As Politico reports, “That assessment lands on the heels of another report from the Penn Wharton Budget Model — whose research is said to be favored by Manchin (D-W.Va.) — which characterized the bill’s long-term inflationary impact as being ‘statistically indistinguishable from zero.’”
New York Post:
“White House officials’ own rosiest, best-case-scenario spin is that their ‘Inflation Reduction Act’ will have taken one third of one percentage point off inflation by nine years from now?” Andrew Quinn, a speechwriter for Senate Minority Leader Mitch McConnell (R-Ky.), asked incredulously.

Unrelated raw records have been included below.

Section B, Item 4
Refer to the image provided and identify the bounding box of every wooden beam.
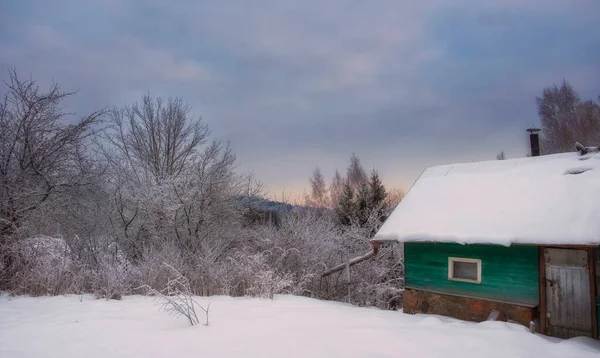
[512,244,598,248]
[538,246,547,335]
[321,241,381,278]
[538,244,599,249]
[589,248,598,339]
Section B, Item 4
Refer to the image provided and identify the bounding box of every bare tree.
[576,99,600,142]
[327,154,368,217]
[103,93,261,273]
[101,94,207,261]
[305,167,329,208]
[537,80,600,153]
[0,69,103,240]
[496,151,506,160]
[346,153,367,191]
[169,141,255,260]
[105,94,209,182]
[329,170,344,208]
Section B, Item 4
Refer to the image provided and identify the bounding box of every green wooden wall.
[405,242,539,306]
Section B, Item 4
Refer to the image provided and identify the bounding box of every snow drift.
[1,294,598,358]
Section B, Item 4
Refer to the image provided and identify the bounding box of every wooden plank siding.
[538,246,598,339]
[538,247,547,334]
[545,259,591,334]
[590,248,598,338]
[596,247,600,296]
[405,243,539,306]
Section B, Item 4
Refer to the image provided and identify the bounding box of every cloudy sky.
[1,0,599,200]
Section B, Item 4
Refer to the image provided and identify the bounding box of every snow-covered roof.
[375,152,600,246]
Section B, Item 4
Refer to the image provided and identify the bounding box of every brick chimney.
[527,128,541,157]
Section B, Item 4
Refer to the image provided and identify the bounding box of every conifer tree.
[356,182,370,227]
[335,181,356,226]
[368,170,388,225]
[329,155,391,229]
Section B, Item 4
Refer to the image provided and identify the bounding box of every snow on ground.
[1,295,599,358]
[375,152,600,246]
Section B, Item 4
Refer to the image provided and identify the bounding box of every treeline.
[304,154,403,229]
[0,70,404,308]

“White House comms spiking the ball over a bill that doesn’t reduce inflation until 9 years from now,” mocked Heritage Foundation spokesman Jon Cooper. “And keep in mind, this is obviously the best number they could come up with.”
Schumer and Manchin have claimed the bill would reduce inflation by lowering prescription drug and energy costs while reducing the federal budget deficit through a 15% minimum tax on corporations that report income of at least $1 billion per year, increased tax enforcement by the IRS, and taking a share of profits earned by general partners at private equity, hedge funds, and venture capital firms known as carried interest.

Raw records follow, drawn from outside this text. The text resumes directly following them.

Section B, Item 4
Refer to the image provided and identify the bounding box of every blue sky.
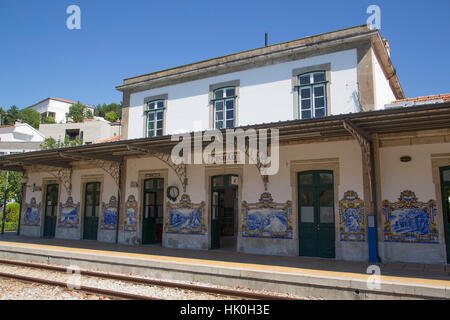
[0,0,449,110]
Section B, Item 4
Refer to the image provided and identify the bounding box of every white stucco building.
[27,97,95,124]
[3,25,450,266]
[0,122,44,155]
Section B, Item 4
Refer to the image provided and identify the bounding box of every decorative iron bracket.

It’s even possible that the bill would raise prices, not cut them.
Levon Galstyan, a Certified Public Accountant with Jersey City- based Oak View Law Group, agreed, noting: The Inflation Reduction Act will shift resources through hundreds of billions of dollars in special-interest subsidies targeted to Democratic constituencies, further limiting supply through restrictions and tax increases.

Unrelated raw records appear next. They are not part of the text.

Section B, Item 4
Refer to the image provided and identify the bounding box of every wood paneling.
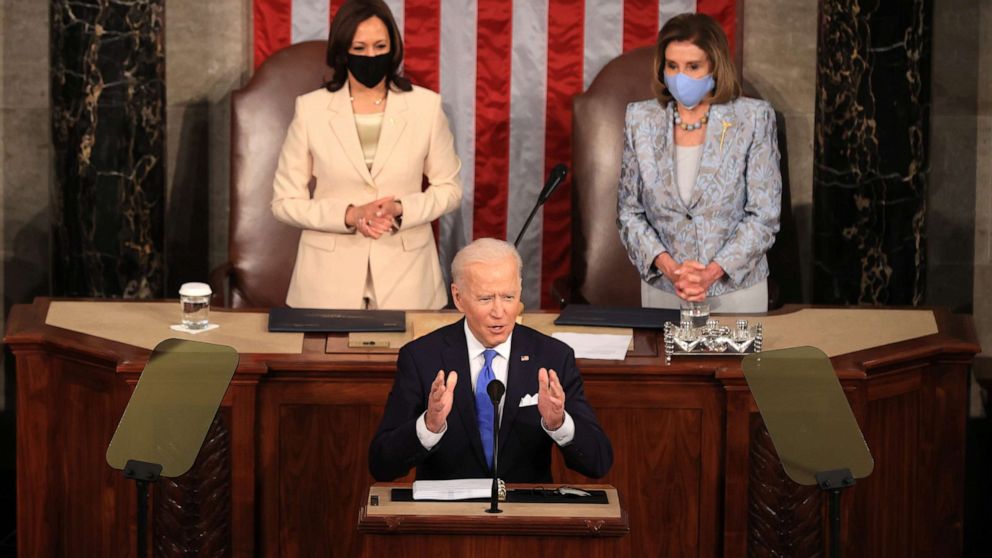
[257,378,396,557]
[594,407,704,556]
[4,299,979,557]
[57,360,128,557]
[362,533,622,557]
[277,404,376,556]
[861,383,920,556]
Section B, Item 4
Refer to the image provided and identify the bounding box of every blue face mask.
[663,72,715,109]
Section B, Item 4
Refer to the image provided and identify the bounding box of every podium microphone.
[513,164,568,247]
[485,378,506,514]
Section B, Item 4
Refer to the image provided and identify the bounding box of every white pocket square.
[519,393,539,407]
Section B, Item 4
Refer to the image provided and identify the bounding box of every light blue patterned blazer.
[617,97,782,297]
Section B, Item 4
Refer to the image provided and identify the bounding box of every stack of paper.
[412,478,493,500]
[552,332,632,360]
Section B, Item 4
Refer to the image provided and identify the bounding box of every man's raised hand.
[425,370,458,433]
[537,368,565,431]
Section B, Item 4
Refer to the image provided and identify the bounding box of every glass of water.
[680,299,710,329]
[179,282,212,329]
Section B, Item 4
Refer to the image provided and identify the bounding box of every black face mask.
[346,52,391,88]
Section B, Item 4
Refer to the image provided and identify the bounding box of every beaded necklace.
[673,106,710,131]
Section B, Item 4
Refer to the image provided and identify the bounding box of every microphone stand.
[514,203,543,248]
[513,164,568,247]
[486,379,506,514]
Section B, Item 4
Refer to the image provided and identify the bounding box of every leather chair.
[560,46,801,308]
[211,41,330,308]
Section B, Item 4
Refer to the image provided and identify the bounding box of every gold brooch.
[719,120,733,149]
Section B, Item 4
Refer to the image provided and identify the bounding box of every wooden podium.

“A deterrent to output would be that manufacturers would pay around half of all new levies,” Galstyan also told The Post. “The legislation would subject small businesses to a horde of tax enforcers, driving up prices and limiting their capacity to serve customers.”
Peter Morici, an economist and professor emeritus at the R.H. Smith School of Business at the University of Maryland, had a rather humorous take on whether the bill would reduce inflation.
“One of the Fed bank presidents [Neel Kashkari of Minneapolis] came out [Sunday] morning … saying we’re going to get inflation down at 2%. If you believe that, then I want you to go to Yankee Stadium on Sunday afternoon and look for me playing shortstop,” Morici told The Post.
“I’m 73 years old. I was a pretty damn good middle infielder, but I didn’t have much of a career because I never could hit the breaking ball,” he added. “I mean, that’s as credible as I’m gonna play shortstop for the New York Yankees.”
We won’t look for Mr. Morici playing second base at Yankee Stadium anytime soon.
The subsidies to Democratic constituencies are why this bill is being pushed, not because it reduces inflation. And if the bill happens to cause inflation to increase, Biden can always blame Putin for the price spike.